Creo que la campaña de derribo en contra de Darializa Ávila Chevalier fue desmesurada.
Esas campañas negativas excesivas resultan un verdadero fracaso, pero aún así veo que se repiten.
Pienso que las preocupaciones sobre el discurso de esa joven mujer de origen dominicano, son válidas y legítimas.
Ávila Chevalir compitió de manera exitosa en las primarias del Partido Demócrata en el Distrito 13 del Estado de New York.
Se enfrentó al poder político, mediático y económico que representa el senador de origen dominicano Adriano Espaillat.
Es indudable que el gran triunfo político es del nuevo líder demócrata en New York, el alcalde Zohran Mandani.
- Los candidatos que apoyó Mandani en su Partido Demócrata ganaron todos.
Lo de Ávila Chelavier debería servir de experiencia a los que en República Dominicana insisten en esas campañas de asedio.
Esos ataques desproporcionados e incesantes terminan beneficiando al candidato que, desesperadamente, tratan de destruir.

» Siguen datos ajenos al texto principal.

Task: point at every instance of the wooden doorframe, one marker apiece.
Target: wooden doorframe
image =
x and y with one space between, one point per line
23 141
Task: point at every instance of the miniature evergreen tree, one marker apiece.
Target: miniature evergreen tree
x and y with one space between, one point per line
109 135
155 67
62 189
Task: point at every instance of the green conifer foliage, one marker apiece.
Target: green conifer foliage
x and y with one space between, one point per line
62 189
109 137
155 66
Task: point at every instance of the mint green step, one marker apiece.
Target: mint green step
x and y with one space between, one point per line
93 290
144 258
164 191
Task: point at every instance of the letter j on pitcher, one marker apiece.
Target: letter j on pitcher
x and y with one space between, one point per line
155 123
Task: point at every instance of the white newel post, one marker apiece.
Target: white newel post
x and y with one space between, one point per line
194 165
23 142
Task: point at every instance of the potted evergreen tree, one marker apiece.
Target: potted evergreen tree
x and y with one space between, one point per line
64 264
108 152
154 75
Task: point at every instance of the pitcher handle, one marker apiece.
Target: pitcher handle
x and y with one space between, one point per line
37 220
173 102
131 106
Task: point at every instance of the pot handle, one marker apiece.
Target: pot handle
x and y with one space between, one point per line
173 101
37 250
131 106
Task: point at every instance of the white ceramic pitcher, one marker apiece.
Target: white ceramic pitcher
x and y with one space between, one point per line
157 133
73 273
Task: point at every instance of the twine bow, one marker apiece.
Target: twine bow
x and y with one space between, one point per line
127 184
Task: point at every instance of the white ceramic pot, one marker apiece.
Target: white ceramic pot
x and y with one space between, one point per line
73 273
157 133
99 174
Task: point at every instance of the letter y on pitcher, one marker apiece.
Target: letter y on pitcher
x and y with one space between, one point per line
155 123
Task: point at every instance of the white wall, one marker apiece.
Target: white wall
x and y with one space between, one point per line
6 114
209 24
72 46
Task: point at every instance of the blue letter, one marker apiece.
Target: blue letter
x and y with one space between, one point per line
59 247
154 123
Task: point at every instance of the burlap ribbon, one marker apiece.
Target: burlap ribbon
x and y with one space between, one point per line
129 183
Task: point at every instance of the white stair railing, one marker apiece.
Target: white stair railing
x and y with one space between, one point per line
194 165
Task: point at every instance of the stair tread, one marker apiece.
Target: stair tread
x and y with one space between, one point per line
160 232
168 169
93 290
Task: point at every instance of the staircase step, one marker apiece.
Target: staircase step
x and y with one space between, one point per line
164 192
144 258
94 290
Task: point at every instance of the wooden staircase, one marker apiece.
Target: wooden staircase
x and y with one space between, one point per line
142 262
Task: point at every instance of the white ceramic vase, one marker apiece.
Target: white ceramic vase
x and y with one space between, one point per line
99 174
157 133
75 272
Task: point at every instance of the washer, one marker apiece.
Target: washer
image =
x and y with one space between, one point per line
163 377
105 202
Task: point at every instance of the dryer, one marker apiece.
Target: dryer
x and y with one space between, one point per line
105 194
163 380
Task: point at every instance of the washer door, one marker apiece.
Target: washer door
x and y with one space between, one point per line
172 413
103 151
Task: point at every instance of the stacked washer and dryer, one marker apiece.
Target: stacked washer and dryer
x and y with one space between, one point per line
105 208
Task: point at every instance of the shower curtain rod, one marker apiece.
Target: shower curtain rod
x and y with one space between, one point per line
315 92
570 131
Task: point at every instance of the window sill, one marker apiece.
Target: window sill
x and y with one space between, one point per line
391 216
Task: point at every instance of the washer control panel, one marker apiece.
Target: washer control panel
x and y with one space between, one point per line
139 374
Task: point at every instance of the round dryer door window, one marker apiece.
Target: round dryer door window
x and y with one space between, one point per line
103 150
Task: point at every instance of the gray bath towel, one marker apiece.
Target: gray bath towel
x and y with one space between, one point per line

Dedicarse a perseguir y a apuntalar únicamente las cosas negativas de un competidor, termina afectando a quien protagoniza esos ataques.
Esa desmedida campaña en contra de Ávila Chevalier por parte de seguidores de Espaillat fue un pésimo error político.
Los que actúan igual en la actual competencia política en la República Dominicana, deberían verse en ese espejo.
Lo de New York es un nuevo y contundente fracaso de las campañas negativas.